Teve continuidade nesta terça-feira mais um capítulo do processo que apura a morte da pequena Isabelly de Oliveira Assumpção, de 3 anos, ocorrida em maio de 2022, em Cascavel. A madrasta da criança, Suzana Dazar, denunciada pelo Ministério Público do Paraná (MPPR) por homicídio qualificado, começou a ser ouvida em audiência de instrução e julgamento, junto com outras testemunhas do caso.
A audiência teve início por volta das 9h, no Fórum de Cascavel, e a previsão é de que se estenda ao longo do dia. Ao todo, 11 testemunhas devem prestar depoimento, além da própria ré. Suzana responde pela morte da enteada, registrada no dia 7 de maio de 2022, quando a menina se afogou após cair dentro de uma máquina de lavar roupas, enquanto estava sob os cuidados da madrasta.
De acordo com a denúncia apresentada pelo Ministério Público, a acusada teria induzido a criança a entrar na máquina, utilizando brinquedos e um banco. Ainda conforme a acusação, Suzana teria agido com dolo eventual, ou seja, assumindo o risco de provocar a morte da menina. A investigação aponta que o crime teria sido motivado por ciúmes.
A audiência de instrução teve início em setembro do ano passado. Na primeira etapa, cinco pessoas foram ouvidas, entre elas os pais da vítima, profissionais da área da saúde e uma ex-amiga da ré, considerada peça-chave na investigação. Segundo os autos, essa testemunha teria relatado que recebeu informações prévias sobre um suposto plano envolvendo a morte da criança.
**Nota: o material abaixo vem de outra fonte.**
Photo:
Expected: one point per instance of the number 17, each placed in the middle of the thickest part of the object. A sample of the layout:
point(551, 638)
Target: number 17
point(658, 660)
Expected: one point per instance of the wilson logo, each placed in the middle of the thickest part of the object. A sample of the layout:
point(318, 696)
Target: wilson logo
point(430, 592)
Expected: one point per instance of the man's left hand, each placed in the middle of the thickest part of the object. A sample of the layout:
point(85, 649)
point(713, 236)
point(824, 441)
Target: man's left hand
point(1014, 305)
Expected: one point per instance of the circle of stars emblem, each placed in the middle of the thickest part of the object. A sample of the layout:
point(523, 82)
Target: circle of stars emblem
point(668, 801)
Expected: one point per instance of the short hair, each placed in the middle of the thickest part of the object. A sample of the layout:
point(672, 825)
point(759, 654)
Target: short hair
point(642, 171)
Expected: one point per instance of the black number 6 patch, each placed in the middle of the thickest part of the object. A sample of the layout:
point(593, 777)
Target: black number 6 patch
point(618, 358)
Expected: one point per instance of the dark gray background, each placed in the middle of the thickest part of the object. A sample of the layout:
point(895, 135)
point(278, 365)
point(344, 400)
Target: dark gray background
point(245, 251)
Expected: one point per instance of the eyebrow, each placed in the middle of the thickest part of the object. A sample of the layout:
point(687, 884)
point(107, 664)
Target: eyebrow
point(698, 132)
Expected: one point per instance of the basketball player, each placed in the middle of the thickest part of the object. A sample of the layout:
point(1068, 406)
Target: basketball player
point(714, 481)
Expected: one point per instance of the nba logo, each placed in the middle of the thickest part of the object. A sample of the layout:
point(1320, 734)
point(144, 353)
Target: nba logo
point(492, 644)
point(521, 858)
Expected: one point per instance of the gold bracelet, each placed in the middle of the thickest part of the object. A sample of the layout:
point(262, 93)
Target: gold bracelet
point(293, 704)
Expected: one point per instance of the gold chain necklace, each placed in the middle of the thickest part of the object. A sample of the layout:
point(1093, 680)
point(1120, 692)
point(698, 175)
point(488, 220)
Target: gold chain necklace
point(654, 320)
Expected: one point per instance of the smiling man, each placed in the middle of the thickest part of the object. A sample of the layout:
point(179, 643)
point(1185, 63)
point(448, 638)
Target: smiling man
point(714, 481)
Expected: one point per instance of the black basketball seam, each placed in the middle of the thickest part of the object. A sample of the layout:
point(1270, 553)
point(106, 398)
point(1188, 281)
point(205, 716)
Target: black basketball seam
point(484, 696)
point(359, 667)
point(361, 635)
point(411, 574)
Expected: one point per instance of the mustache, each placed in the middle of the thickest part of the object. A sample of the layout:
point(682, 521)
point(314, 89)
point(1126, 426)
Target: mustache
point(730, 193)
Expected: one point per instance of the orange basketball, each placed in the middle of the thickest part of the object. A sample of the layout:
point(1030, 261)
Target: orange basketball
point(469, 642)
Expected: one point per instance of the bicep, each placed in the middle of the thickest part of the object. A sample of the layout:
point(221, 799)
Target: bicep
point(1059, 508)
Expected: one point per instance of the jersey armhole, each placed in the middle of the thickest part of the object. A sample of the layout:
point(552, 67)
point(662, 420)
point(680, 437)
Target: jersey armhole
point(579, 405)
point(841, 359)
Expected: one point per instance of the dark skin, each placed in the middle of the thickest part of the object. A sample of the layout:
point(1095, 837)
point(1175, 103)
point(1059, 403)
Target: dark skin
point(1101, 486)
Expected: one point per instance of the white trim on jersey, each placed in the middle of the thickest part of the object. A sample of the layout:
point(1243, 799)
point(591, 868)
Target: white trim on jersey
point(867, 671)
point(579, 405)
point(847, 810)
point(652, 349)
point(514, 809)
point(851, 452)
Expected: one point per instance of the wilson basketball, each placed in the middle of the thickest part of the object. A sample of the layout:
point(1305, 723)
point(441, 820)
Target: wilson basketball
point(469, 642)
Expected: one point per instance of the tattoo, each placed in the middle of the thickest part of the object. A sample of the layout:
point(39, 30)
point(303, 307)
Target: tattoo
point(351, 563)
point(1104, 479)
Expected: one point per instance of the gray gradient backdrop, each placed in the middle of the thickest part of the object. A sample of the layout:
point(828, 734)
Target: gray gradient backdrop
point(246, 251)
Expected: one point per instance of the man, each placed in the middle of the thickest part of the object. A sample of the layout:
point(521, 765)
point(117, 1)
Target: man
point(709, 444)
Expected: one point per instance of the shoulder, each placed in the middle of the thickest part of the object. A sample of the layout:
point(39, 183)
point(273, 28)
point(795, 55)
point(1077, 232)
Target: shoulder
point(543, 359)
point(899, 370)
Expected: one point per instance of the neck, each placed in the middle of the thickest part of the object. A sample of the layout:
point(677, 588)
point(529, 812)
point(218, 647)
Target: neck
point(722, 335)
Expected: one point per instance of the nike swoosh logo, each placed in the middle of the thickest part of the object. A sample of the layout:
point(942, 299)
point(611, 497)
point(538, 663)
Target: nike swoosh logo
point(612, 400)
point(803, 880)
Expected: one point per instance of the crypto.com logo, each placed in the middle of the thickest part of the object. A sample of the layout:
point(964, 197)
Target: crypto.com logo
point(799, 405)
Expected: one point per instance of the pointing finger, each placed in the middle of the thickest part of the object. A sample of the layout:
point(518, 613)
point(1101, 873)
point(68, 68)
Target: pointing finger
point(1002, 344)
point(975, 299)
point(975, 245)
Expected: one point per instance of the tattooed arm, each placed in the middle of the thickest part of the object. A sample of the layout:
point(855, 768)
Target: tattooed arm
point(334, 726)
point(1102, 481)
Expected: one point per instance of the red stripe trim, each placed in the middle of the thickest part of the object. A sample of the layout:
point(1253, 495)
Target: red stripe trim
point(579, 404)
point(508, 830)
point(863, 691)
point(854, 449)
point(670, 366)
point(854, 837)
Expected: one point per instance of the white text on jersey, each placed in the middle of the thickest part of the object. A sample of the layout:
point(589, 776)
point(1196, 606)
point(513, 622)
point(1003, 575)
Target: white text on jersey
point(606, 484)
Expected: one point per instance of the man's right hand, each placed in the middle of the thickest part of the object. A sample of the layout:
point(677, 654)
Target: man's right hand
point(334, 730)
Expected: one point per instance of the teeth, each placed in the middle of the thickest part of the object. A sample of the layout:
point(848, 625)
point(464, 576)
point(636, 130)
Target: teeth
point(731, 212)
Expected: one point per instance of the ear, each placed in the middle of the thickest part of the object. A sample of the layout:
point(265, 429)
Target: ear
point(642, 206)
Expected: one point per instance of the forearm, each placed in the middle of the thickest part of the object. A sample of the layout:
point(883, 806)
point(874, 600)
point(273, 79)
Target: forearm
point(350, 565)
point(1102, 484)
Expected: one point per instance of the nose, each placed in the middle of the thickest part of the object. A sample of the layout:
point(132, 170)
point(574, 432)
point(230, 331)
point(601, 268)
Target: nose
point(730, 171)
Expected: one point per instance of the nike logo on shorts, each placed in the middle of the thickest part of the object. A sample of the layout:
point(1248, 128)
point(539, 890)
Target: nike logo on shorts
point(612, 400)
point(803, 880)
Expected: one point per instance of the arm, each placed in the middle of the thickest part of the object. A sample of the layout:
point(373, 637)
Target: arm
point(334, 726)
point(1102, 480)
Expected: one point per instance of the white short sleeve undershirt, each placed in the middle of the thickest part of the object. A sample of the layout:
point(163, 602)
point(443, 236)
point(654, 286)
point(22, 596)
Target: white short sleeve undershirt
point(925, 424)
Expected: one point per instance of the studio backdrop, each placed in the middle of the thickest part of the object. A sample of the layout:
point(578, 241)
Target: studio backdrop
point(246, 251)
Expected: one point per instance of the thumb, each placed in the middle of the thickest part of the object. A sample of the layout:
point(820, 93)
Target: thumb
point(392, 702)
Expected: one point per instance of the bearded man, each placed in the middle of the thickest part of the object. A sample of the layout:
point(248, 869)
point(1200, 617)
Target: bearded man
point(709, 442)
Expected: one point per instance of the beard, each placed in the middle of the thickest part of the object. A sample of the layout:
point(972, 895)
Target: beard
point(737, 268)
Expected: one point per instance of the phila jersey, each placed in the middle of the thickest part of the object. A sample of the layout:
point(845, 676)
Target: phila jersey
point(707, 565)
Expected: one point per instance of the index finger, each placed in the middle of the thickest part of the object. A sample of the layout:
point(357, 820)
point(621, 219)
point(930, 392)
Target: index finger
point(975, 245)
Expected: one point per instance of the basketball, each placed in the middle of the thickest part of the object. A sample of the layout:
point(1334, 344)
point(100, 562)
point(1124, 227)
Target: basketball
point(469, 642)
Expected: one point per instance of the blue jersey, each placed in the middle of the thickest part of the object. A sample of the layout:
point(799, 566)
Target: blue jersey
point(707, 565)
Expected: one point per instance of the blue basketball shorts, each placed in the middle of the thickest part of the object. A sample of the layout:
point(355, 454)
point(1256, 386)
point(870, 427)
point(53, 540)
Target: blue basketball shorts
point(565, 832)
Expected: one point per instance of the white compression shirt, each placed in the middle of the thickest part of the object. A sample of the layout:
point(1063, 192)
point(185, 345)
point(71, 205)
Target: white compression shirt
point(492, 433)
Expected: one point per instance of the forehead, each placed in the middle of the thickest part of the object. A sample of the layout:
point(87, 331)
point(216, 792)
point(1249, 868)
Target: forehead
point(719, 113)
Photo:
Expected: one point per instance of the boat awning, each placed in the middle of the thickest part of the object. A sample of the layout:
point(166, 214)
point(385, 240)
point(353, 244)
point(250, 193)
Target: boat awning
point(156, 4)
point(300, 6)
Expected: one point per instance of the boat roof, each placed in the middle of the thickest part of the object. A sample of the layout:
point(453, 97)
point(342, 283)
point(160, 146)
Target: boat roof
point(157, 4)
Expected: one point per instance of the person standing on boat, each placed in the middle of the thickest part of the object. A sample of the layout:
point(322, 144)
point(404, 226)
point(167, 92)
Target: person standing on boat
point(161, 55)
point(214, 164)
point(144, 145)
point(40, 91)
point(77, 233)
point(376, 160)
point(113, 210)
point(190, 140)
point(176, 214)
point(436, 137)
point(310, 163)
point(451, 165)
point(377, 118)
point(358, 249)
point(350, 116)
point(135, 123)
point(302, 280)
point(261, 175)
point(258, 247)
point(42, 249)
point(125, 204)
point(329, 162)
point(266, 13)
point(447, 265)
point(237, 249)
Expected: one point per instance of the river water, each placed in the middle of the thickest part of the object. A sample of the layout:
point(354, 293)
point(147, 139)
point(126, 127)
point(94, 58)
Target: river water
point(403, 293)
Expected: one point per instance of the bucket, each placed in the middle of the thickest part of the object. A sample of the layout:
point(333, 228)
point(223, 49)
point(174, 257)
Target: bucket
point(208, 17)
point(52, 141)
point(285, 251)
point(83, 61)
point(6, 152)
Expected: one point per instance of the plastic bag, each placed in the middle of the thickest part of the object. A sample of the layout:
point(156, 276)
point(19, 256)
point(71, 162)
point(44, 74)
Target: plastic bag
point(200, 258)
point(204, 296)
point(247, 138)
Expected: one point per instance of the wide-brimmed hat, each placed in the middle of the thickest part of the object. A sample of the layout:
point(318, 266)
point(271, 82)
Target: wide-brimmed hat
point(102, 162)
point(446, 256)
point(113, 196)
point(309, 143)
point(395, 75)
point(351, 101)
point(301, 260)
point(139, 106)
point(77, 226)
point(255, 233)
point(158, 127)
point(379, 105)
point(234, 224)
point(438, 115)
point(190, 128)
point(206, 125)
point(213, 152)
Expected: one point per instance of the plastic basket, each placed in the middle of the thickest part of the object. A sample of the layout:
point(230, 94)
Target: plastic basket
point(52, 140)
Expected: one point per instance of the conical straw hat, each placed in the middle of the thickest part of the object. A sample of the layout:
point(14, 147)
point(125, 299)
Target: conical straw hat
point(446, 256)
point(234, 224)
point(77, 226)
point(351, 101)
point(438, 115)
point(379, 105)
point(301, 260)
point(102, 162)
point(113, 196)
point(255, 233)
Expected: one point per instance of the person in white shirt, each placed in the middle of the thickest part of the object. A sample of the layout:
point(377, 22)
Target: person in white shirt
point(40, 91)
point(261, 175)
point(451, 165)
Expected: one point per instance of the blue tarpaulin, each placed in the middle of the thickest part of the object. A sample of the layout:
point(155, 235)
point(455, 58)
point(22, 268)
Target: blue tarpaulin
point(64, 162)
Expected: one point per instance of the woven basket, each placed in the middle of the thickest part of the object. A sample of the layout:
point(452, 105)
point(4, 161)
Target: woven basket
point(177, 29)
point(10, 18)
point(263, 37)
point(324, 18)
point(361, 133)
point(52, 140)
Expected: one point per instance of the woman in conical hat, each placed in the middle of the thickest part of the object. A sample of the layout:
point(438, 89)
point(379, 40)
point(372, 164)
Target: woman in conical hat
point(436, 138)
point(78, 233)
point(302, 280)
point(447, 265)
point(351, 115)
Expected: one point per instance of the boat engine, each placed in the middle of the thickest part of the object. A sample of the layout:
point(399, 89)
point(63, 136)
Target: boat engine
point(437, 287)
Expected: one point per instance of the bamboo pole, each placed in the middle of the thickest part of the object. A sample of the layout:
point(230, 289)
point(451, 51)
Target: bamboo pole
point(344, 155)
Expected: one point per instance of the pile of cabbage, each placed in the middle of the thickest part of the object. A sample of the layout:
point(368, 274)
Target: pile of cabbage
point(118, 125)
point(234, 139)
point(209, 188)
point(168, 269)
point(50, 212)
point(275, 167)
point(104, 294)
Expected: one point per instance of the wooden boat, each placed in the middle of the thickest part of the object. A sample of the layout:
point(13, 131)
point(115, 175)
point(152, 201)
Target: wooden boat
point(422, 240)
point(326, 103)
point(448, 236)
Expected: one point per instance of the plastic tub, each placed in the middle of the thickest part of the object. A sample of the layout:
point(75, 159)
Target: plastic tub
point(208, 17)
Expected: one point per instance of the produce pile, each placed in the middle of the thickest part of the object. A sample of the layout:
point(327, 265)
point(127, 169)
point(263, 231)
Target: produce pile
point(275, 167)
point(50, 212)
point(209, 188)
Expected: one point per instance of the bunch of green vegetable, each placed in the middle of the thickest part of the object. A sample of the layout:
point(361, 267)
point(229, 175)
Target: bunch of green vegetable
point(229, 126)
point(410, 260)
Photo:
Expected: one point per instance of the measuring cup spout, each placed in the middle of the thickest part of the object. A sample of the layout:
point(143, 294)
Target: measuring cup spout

A defesa da família de Isabelly acompanha a audiência e espera que os novos depoimentos reforcem as provas já apresentadas no processo, resultando na condenação da acusada.
A reportagem tentou contato com a defesa de Suzana Dazar. Em nota, os advogados informaram que só irão se manifestar após o encerramento da audiência.